A su lado, Mariella, con su media melena castaña y sus ojos marcados en negro, caminaba charlando animadamente. El colgante dorado que su padre le regaló a los 10 años brillaba en su cuello, como siempre.


Detrás, las dos madres caminaban en silencio. Doña Bianca, con su pelo castaño largo y liso recogido elegantemente y sus joyas relucientes, tenía el nudo en la garganta. Antonella, con su pelo castaño oscuro y su look refinado, solo tenía ojos para su hija.




El ambiente de la plaza era relajante. Las fuentes brotaban agua y los edificios con sus elegantes escaparates decoraban el paisaje. Era el lugar perfecto para un día tan especial.




Alessandra se paró un momento frente a uno de los escaparates que mostraba vestidos de fiesta. Su pelo pelirrojo resplandecía contra la luz del sol.


—¡Mira ese vestido rojo! Qué bonito —dijo señalando el maniquí.


—A ti te quedará mejor el blanco, cariño —respondió Antonella con una sonrisa.


Las cuatro siguieron caminando juntas, disfrutando de la mañana.




Cruzaron las puertas de la boutique más exclusiva de Windenburg.

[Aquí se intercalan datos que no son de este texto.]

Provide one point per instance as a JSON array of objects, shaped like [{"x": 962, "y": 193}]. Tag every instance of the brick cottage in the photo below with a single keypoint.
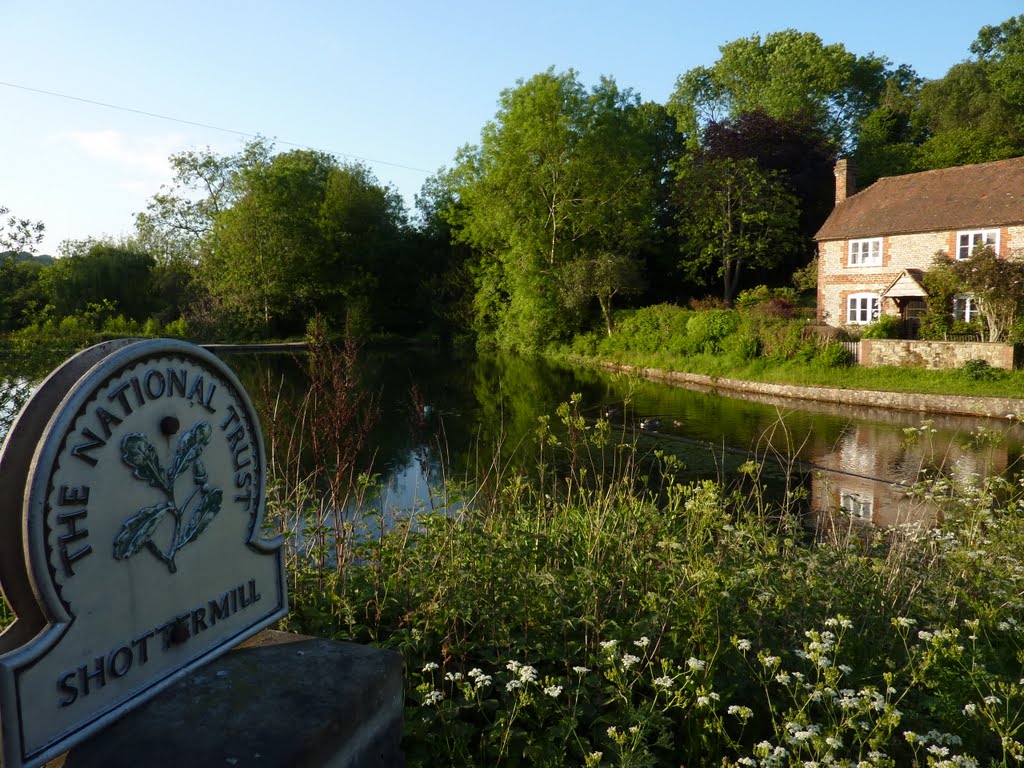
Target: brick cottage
[{"x": 876, "y": 244}]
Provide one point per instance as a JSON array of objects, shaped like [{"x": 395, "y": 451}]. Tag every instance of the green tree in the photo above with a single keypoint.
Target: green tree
[
  {"x": 734, "y": 216},
  {"x": 101, "y": 273},
  {"x": 179, "y": 219},
  {"x": 19, "y": 235},
  {"x": 784, "y": 74},
  {"x": 560, "y": 174},
  {"x": 304, "y": 236},
  {"x": 602, "y": 278}
]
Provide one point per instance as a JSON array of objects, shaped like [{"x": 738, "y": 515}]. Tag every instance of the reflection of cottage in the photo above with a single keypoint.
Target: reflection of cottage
[{"x": 876, "y": 243}]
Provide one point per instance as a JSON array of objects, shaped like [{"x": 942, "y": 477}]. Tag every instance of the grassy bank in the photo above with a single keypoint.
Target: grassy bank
[
  {"x": 592, "y": 610},
  {"x": 760, "y": 344}
]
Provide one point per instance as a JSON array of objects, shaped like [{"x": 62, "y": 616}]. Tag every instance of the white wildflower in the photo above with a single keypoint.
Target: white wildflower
[{"x": 527, "y": 674}]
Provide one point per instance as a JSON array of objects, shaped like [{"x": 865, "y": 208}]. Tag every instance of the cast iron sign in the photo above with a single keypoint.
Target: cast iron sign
[{"x": 132, "y": 492}]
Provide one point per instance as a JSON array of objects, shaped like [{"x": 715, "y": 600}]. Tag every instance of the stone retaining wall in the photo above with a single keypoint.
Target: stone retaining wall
[
  {"x": 933, "y": 354},
  {"x": 995, "y": 408}
]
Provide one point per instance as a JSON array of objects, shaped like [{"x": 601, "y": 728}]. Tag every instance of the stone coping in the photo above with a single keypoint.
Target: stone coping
[{"x": 993, "y": 408}]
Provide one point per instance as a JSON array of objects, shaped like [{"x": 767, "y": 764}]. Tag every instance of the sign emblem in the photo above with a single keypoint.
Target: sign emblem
[
  {"x": 132, "y": 553},
  {"x": 190, "y": 518}
]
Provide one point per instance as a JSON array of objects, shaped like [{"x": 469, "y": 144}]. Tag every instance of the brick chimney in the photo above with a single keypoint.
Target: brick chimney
[{"x": 846, "y": 179}]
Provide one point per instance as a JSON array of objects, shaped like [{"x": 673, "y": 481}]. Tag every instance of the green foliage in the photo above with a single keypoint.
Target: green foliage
[
  {"x": 978, "y": 371},
  {"x": 733, "y": 217},
  {"x": 833, "y": 354},
  {"x": 997, "y": 286},
  {"x": 561, "y": 175},
  {"x": 599, "y": 611},
  {"x": 784, "y": 74},
  {"x": 19, "y": 235},
  {"x": 886, "y": 327},
  {"x": 768, "y": 300},
  {"x": 707, "y": 330}
]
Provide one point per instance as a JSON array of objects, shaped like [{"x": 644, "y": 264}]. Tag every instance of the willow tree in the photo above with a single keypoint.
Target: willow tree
[{"x": 560, "y": 174}]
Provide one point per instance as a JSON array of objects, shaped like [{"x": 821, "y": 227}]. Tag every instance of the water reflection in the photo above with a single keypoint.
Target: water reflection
[
  {"x": 444, "y": 416},
  {"x": 856, "y": 463}
]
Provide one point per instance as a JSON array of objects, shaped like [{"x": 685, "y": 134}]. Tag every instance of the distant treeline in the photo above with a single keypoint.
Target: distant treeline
[{"x": 573, "y": 203}]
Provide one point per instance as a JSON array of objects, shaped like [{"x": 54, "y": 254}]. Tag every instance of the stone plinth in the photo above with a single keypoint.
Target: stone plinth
[{"x": 279, "y": 700}]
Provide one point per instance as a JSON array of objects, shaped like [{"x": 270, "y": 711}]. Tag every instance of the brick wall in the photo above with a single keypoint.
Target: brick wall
[
  {"x": 933, "y": 354},
  {"x": 837, "y": 280}
]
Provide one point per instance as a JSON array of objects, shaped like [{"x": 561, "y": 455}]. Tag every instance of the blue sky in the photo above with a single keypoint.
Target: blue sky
[{"x": 398, "y": 84}]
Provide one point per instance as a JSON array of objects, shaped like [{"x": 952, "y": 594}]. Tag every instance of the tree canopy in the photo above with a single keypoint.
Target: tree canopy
[
  {"x": 560, "y": 174},
  {"x": 785, "y": 74}
]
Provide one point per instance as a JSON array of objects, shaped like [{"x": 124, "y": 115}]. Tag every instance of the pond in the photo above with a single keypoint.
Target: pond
[{"x": 438, "y": 412}]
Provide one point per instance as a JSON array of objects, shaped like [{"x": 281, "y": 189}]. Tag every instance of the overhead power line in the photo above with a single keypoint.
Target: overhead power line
[{"x": 208, "y": 126}]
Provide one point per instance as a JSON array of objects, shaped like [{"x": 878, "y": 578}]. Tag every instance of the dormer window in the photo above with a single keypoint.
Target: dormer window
[
  {"x": 862, "y": 308},
  {"x": 968, "y": 241},
  {"x": 965, "y": 308},
  {"x": 865, "y": 252}
]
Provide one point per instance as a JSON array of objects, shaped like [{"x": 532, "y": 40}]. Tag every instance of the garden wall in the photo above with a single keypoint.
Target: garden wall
[{"x": 933, "y": 354}]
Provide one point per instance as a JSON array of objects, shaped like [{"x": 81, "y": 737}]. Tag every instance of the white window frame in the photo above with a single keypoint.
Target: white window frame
[
  {"x": 968, "y": 240},
  {"x": 966, "y": 307},
  {"x": 862, "y": 308},
  {"x": 865, "y": 252},
  {"x": 856, "y": 505}
]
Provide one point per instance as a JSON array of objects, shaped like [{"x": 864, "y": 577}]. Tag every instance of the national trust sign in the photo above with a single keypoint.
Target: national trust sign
[{"x": 131, "y": 500}]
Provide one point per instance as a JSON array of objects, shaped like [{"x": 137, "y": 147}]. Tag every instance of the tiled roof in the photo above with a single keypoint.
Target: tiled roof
[{"x": 963, "y": 198}]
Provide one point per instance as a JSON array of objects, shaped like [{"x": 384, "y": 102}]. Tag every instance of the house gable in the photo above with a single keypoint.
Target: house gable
[
  {"x": 974, "y": 197},
  {"x": 914, "y": 217}
]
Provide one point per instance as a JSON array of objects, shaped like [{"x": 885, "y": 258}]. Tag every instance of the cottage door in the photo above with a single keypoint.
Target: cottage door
[{"x": 912, "y": 311}]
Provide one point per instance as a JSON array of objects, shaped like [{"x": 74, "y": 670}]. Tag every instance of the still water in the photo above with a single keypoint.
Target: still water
[{"x": 437, "y": 413}]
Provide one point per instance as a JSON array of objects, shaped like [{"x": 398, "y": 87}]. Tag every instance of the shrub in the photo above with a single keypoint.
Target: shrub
[
  {"x": 979, "y": 371},
  {"x": 177, "y": 329},
  {"x": 707, "y": 330},
  {"x": 777, "y": 302},
  {"x": 742, "y": 346},
  {"x": 833, "y": 354}
]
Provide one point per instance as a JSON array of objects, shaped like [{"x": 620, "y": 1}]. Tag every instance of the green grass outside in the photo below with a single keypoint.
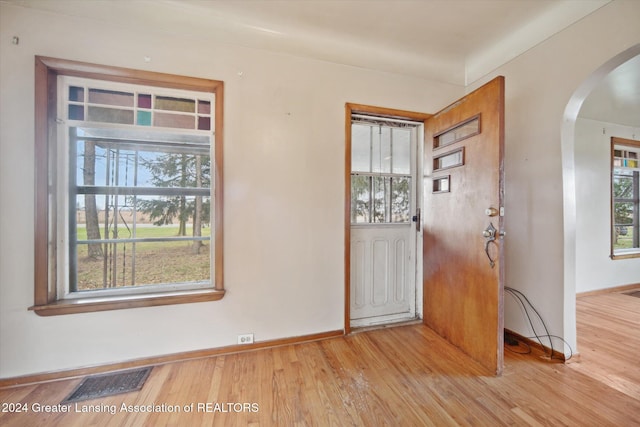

El lujo las envolvió: suelos de mármol, escalinatas ornamentadas y cristalerías que reflejaban la luz.


Se sentaron un momento en el salón privado para tomar algo antes de empezar. Alessandra, emocionada, miró a las tres mujeres que más quería.


—Sabéis... a veces siento que estoy soñando —dijo Alessandra con esos ojos grises verdosos brillando de emoción—. Dentro de poco seré esposa de Piero. Es el hombre más bueno del mundo.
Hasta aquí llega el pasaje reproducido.